Wednesday night a fire broke out at 7:00 pm at an industrial fertilizer plant owned by Adair Grain Inc. in West, Texas, a town of about 2,600 people, just north of Waco. As many as 15 people were killed and more than 160 injured. The plant supplies small farmers and ranchers in Texas with chemicals such as highly volatile anhydrous ammonia needed to grow cotton, corn, and other grains; the company produces its products from fossil fuels such as natural gas, coal and used feed crops.
After reviewing the chain of events it is believed that the spread of the fire may have been prevented if the plant had upgraded its equipment to meet current safety standards. The U.S. Chemical Safety Board recently recommended the use of smarter technology, such as limit safety switches, to help plants avoid these types of events.
Limit Switch Safety Technology
Anhydrous ammonia is a highly volatile substance that must be stored under high pressure in specially designed tanks; the material is sometimes used in the production of methamphetamine, the mishandling of which notoriously leads to explosions. When a fire breaks out at a chemical plant all volatile substances in the area are in danger of becoming part of the conflagration. Limit switches cut off pipes attached to burning facilities thereby keeping adjacent fuel sources from feeding the fire.
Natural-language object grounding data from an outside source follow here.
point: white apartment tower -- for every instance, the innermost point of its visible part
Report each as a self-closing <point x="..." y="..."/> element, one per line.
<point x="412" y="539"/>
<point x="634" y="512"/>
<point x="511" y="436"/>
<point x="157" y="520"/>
Small Fire Becomes Conflagration
The small fire spread and firefighters who first arrived on the scene as part of the initial response attempted to evacuate the surrounding area but a mere 15 minutes later a huge massive explosion, registering 2.5 on the Richter scale occurred.
Firefighters reported some success with the initial evacuations but were certain that additional victims were still trapped in the rubble and first responders may also have been injured or killed in the explosion.
Collateral Damage to Adjacent Residential Neighborhoods
Neighborhoods next to the plant including large apartment buildings, a nursing facility and as many as 45 homes leveled to rubble, heavily damaged, and/or caught fire. Rescue personnel working in the rubble compared it to a war zone. Firefighters suspended rescue operations after the initial explosion due to toxic fumes and the threat of a second explosion from an identical adjacent tank nearby.
Review of Risk Management Procedures & Employee Training a Key
Companies can avoid or reduce the possibility of events such as this by updating risk management plans, keeping accurate and up to date employee training records, documenting hazards and instituting a regular safety maintenance program.
Instead of an investment in smart limit switch technology that might have required thousands of dollars, the company is now faced with a much worse scenario.